As of June 2018, the Financial Crimes Enforcement Network (FinCEN) Marijuana Banking Update reports that 411 depository institutions actively bank marijuana businesses in the United States as reported in the Suspicious Activity Reports (SARs). In the 2018 legislative session, 12 states have addressed the financial services-cannabis issue: California, Colorado, Georgia, Maine, Michigan, New Jersey, New York, Ohio, Tennessee, Utah, Washington and West Virginia.

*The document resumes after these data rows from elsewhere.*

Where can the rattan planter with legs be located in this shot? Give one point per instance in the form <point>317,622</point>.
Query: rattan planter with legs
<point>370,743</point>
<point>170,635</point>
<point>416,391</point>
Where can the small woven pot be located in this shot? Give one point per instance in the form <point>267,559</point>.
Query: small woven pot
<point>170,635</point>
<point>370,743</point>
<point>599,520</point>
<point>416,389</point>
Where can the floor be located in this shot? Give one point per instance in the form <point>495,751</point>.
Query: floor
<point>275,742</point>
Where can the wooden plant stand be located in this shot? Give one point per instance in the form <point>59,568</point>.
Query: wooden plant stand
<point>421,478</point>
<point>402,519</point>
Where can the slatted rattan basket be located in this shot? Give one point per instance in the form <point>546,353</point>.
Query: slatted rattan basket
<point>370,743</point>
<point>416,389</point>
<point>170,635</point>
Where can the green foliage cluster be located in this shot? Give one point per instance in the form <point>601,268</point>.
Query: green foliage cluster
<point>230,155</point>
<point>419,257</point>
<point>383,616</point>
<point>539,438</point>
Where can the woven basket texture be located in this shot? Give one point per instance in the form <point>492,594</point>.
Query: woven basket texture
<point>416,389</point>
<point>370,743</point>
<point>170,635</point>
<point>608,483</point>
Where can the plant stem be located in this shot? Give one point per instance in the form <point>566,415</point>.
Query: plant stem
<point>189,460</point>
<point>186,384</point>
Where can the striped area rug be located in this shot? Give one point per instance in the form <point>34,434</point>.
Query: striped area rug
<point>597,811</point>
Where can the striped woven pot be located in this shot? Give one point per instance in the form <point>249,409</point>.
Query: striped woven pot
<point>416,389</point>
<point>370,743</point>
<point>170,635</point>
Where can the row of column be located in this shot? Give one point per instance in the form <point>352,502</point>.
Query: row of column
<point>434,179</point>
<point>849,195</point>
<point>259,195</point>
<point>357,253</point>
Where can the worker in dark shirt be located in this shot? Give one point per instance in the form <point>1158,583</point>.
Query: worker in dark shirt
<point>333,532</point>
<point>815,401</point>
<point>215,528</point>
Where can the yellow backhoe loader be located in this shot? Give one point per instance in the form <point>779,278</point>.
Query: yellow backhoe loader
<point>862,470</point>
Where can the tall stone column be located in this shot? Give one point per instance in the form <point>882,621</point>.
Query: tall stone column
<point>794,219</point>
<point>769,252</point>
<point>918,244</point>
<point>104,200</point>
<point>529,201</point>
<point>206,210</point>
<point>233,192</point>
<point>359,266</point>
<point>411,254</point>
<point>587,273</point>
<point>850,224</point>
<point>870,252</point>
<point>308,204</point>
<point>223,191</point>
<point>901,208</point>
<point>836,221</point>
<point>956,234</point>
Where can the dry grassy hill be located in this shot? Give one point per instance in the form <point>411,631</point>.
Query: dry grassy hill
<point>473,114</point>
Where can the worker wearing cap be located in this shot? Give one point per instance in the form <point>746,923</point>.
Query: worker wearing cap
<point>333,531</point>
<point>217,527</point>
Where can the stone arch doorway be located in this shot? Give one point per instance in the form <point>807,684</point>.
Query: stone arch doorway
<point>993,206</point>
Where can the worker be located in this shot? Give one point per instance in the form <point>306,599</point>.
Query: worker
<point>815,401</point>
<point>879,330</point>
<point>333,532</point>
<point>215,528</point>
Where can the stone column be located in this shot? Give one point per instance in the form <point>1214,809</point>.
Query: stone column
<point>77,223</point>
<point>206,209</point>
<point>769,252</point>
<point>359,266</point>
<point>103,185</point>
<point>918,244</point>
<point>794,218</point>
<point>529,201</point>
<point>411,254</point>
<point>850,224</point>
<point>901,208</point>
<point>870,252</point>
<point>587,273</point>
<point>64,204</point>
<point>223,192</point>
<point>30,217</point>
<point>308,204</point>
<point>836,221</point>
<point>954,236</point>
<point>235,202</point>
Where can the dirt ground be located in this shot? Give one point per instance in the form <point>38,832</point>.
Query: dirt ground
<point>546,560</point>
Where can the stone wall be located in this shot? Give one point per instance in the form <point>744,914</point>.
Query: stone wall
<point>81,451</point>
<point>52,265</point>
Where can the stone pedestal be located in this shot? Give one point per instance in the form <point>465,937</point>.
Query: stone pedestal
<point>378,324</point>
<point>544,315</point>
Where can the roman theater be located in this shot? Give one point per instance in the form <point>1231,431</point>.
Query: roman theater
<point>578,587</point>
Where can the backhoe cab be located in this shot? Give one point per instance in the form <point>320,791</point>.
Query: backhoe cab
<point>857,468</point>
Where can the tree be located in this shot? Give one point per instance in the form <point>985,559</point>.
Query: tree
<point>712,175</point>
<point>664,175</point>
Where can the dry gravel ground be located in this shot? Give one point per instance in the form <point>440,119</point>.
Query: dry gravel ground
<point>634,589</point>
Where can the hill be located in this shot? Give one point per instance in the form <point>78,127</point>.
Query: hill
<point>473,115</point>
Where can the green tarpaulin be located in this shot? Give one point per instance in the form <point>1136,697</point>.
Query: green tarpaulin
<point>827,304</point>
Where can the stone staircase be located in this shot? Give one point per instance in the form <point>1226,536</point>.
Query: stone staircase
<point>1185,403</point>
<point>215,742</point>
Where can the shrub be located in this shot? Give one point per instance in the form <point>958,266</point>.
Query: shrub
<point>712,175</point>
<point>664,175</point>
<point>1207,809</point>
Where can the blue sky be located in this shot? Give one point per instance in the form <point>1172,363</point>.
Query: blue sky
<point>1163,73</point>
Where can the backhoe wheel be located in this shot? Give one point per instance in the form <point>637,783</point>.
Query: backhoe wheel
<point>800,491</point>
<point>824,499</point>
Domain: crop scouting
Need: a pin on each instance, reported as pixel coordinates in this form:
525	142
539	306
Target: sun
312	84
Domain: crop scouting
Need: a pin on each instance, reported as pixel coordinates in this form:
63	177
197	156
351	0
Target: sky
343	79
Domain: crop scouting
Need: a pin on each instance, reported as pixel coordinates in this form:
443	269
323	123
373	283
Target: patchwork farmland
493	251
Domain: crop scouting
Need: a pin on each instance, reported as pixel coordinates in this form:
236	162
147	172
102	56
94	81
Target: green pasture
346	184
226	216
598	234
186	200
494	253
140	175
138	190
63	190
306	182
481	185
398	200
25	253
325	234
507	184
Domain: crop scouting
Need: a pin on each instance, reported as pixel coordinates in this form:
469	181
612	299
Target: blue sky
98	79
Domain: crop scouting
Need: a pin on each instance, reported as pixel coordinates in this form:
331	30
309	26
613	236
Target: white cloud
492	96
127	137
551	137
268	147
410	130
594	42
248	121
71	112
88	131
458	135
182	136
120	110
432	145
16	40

In October, the U.S. District Court for the District of Colorado upheld the validity of the Interstate Insurance Product Regulation Compact as a proper delegation of authority by a legislature under the state’s Constitution. Sadly, the case Amica Life Insurance Company v. Wertz, arose from the suicide of a Colorado resident, Martin Fisher, 14 months after the plaintiff, Amica Life Insurance Company issued him a life insurance policy. The policy contained a two-year suicide exclusion, which is lawful under a regulation promulgated by an administrative agency created by the Interstate Insurance Product Regulation Compact, an interstate compact to which Colorado is a party. The court concluded “to its surprise—that the Colorado Legislature may validly delegate to an administrative agency the power to promulgate a regulation that modifies a statute. Moreover, there is no barrier to the Colorado Legislature delegating such authority to an interstate administrative agency.” This case was one of first impression with respect to addressing the fundamental issue of whether states can enact legislation to create and delegate to an interstate collective body of member states the power to develop and agree upon uniform insurance product standards without congressional intervention.

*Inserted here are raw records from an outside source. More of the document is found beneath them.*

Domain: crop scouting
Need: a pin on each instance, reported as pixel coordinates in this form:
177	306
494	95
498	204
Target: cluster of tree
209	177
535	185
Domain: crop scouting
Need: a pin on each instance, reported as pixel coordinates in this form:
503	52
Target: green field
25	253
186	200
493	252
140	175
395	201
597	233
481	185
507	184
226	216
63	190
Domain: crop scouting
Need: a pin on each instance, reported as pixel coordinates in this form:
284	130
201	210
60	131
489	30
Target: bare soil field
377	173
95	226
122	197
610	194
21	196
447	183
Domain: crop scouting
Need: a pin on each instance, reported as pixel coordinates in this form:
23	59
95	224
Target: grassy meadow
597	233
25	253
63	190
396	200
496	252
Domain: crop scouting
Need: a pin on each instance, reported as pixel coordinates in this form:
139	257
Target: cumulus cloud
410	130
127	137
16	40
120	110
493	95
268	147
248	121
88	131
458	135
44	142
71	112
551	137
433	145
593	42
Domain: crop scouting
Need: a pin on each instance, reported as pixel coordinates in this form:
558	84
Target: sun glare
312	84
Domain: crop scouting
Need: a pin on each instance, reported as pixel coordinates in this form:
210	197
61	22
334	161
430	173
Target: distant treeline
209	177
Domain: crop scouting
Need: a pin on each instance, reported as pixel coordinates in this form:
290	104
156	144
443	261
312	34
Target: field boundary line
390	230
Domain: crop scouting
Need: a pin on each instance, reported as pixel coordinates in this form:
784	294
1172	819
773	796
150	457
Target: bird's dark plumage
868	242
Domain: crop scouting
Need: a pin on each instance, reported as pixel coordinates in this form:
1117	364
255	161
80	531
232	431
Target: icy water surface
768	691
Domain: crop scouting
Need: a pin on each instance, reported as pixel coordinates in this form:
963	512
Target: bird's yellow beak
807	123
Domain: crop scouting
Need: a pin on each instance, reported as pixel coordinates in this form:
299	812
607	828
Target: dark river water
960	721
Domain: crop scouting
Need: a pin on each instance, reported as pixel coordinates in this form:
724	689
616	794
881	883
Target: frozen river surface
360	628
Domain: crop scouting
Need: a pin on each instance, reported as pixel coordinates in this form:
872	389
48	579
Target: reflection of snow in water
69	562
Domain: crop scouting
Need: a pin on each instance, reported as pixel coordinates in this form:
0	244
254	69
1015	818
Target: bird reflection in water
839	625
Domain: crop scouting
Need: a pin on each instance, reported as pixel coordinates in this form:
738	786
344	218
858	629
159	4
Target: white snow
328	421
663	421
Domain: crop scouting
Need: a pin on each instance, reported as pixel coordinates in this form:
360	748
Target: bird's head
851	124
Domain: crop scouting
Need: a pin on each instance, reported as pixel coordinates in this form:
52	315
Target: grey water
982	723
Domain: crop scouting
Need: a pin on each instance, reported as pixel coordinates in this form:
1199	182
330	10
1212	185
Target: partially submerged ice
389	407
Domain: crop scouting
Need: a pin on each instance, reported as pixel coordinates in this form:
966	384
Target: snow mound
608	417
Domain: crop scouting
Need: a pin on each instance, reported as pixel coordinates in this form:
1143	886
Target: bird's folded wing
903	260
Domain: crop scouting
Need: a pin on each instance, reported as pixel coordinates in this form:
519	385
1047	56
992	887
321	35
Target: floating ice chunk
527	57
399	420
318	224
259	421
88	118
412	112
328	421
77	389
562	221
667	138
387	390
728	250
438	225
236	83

Both departments announced final rules for a grant program for states, territories, tribal organizations and the District of Columbia to upgrade 911 call centers under the Next Generation (NG911) standards. The program will be administered by the National Telecommunications and Information Administration (NTIA) under the Department of Commerce, and the Transportation Department’s National Highway Traffic Safety Administration (NHTSA). NG911 upgrades the entire emergency response system, so that citizens, first responders and 911 call takers can all use IP-based, broadband enabled technologies to coordinate emergency responses. As way of background, about 70-80 percent of all 911 calls are placed from wireless phones, but 911 call centers rely on outdated networks that are capable of only receiving voice calls under limited amounts of data. If a caller wishes to send a text, image, video or other communication that utilizes large amounts of data, the center will not be able to receive the information. NG911 updates the network to enhance call location accuracy, receive a diverse set of incoming emergency information, and improve rerouting and coordination efforts. They will release information on how to apply for the grants in a forthcoming Notice of Funding Opportunity.

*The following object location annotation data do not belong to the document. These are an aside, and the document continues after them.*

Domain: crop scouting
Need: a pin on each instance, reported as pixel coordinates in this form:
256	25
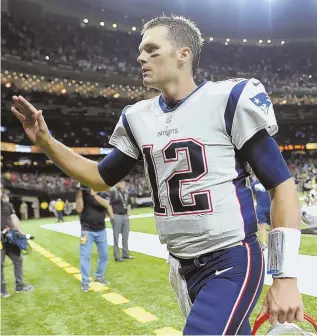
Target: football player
309	210
263	205
195	141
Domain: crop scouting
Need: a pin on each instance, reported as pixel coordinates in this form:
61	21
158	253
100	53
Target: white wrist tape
283	252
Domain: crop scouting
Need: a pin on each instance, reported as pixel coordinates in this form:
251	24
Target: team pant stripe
255	292
245	284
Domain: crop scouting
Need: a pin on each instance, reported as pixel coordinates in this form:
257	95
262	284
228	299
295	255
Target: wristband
283	250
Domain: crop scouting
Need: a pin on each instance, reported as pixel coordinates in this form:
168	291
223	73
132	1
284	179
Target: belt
188	265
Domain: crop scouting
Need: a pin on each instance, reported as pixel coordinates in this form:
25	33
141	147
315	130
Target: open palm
32	120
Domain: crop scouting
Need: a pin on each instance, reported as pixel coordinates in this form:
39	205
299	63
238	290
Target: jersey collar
172	107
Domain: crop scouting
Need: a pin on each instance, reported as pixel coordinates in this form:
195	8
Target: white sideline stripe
149	244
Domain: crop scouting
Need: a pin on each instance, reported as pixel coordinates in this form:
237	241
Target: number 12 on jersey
196	168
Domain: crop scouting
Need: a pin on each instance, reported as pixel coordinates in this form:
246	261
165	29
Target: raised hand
32	120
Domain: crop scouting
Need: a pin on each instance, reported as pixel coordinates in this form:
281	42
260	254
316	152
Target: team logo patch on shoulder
263	101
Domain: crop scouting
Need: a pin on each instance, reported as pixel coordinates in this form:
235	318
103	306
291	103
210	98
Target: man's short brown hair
182	32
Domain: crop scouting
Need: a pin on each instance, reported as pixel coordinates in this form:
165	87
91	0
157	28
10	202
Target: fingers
274	316
290	317
264	309
18	115
24	107
300	314
25	104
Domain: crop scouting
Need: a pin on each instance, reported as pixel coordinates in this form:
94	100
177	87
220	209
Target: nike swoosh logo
222	271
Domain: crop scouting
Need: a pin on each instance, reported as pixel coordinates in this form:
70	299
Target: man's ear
184	55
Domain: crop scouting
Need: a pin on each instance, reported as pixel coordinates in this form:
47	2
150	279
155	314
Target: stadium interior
76	61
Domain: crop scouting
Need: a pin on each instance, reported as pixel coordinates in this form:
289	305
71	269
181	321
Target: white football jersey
201	201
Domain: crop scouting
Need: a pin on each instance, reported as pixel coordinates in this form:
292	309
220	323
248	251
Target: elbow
288	187
79	209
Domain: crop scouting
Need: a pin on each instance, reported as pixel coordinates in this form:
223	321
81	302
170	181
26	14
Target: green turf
58	307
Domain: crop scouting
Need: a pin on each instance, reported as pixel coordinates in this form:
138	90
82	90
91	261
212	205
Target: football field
138	301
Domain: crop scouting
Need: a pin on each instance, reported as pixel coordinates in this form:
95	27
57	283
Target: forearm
15	222
110	212
79	203
285	206
78	167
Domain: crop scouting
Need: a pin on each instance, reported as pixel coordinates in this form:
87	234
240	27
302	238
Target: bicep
266	160
115	166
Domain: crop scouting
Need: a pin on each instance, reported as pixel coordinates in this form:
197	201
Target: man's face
158	58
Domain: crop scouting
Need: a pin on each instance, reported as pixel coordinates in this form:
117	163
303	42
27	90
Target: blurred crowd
69	44
56	183
303	168
50	183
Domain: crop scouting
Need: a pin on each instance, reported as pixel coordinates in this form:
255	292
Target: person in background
59	207
263	208
67	208
121	205
93	208
24	210
10	220
51	208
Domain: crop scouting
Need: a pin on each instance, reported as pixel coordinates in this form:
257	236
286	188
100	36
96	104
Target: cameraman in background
93	208
10	220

At the end of September, the FCC issued its Declaratory Ruling and Third Report on Accelerating Wireless Broadband Deployment by Removing Barriers to Infrastructure Investment. In response, NCSL and the National Governors Association wrote a letter urging the FCC to oppose the declaratory ruling, report and order. As NCSL and NGA point out in the letter, the FCC’s proposed shot clocks—the time state and local governments have to review wireless facility siting applications—and the fee caps will preempt all 20 states that have passed small cell legislation in cooperation with industry and localities. Not only will these 20 states be affected, but it also ties the hands of any other state that is looking to ensure inclusive and equitable access to high speed internet services to residents. State and local governments have an important responsibility to protect and respond to constituents concerns regarding access, equity and safety, and these preemption measures compromise that traditional authority.